Video Link : https://twitter.com/IntelPointAlert/status/1591522833121021952

Reason behind aircrafts crashes at Dallas air show

Former members Terry Barker and Len Root were among the crew members on the B-17 Flying Fortress during the Wings Over Dallas airshow, the APA said in a tweet. The APA is also offering professional counseling services at its headquarters in Fort Worth following the incident.

“Our hearts go out to their families, friends, and colleagues past and present,” their tweet said.

There were more than 40 fire rescue units on scene after the collision, the agency’s active incidents page shows.

Video captured by bystanders showed the immediate aftermath of the crash.

In a Saturday afternoon news conference, Hank Coates, president and CEO of the Commemorative Air Force. They old reporters the B-17 “normally has a crew of four to five. That was what was on the aircraft,” while the P-63 is a “single-piloted fighter type aircraft.”

“I can tell you that it was normally crewed,” Coates said. “I cannot release the number of people in the manifest or the names on the manifest until I’m released to do so by the NTSB.”

The Commemorative Air Force identified both aircraft as being out of Houston.

“Currently we do not have information on the status of the flight crews as emergency responders are working the accident,” a statement from the group said, adding it is working with local authorities and the FAA. Which is set to be turned over to the NTSB at approximately 9 p.m. when the NTSB team arrives at the scene, Coates said.

Texas Dallas Airshow : Aircrafts used in World War 2

On Saturday evening, the NTSB said it is launching a go-team to investigate the collision. The team is expected to arrive on Sunday, the NTSB said in a tweet.

“Member Michael Graham will serve as spokesperson on the scene,” the tweet added.

“The maneuvers that they [the aircraft] were going through were not dynamic at all,” Coates noted. “It was what we call ‘Bombers on Parade’.”

Johnson tweeted later on Saturday no spectators or others on the ground were reported injured. Although the debris field from the collision includes the Dallas Executive Airport grounds, Highway 67, and a nearby strip mall.

The event, which was scheduled to run through Sunday, has been canceled, according to the organizer’s website.

Johnson said in a tweet after the crash, “As many of you have now seen, we have had a terrible tragedy in our city today during an airshow.

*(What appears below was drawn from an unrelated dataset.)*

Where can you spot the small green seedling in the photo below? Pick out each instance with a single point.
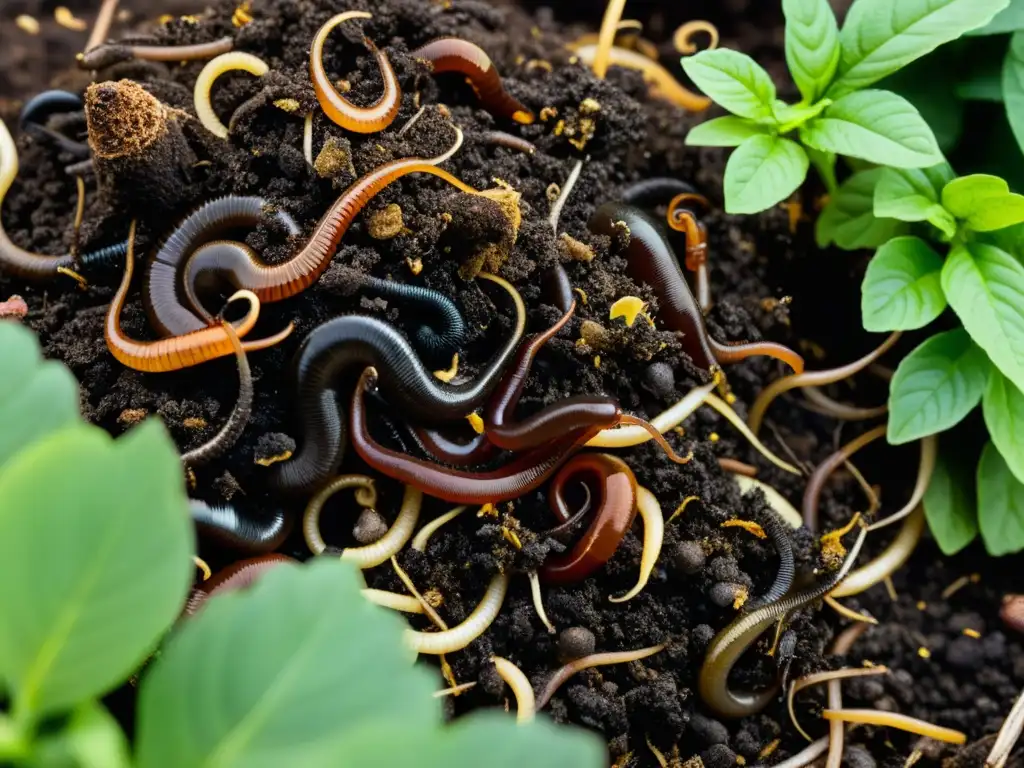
(839, 114)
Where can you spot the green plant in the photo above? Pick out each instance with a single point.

Many details remain unknown or unconfirmed at this time.”

Texas Dallas Airshow crash  – “The videos are heartbreaking. Please, say a prayer for the souls who took to the sky to entertain and educate our families today,” Johnson said in a separate tweet.

Southbound and northbound lanes of the highway were shut down after the incident, the Dallas Police Department said.

“This is not about the aircraft. It’s just not,” Coates said during the news conference. “I can tell you the aircraft are great aircraft, they’re safe. They’re very well-maintained. The pilots are very well-trained. Because I know all these people, these are family, and they’re good friends.”

According to Coates, the individuals flying the aircraft in CAF airshows are volunteers and have a strict process of training. Many of them are airline pilots, retired airline pilots, or retired military pilots, Coates said.

Rare vintage aircraft destroyed

Air Force, nicknamed “Texas Raiders,” and had been hangere in Conroe, Texas near Houston. It was one of about 45 complete surviving examples of the model, only nine of which were airworthy.

The P-63 was even rarer. Some 14 examples are known to survive, four of which in the United States were airworthy, including one owned by the Commemorative Air Force.

More than 12,000 B-17s were produced by Boeing, Douglas Aircraft, and Lockheed between 1936 and 1945, with nearly 5,000 lost during the war, and most of the rest scrapped by the early 1960s.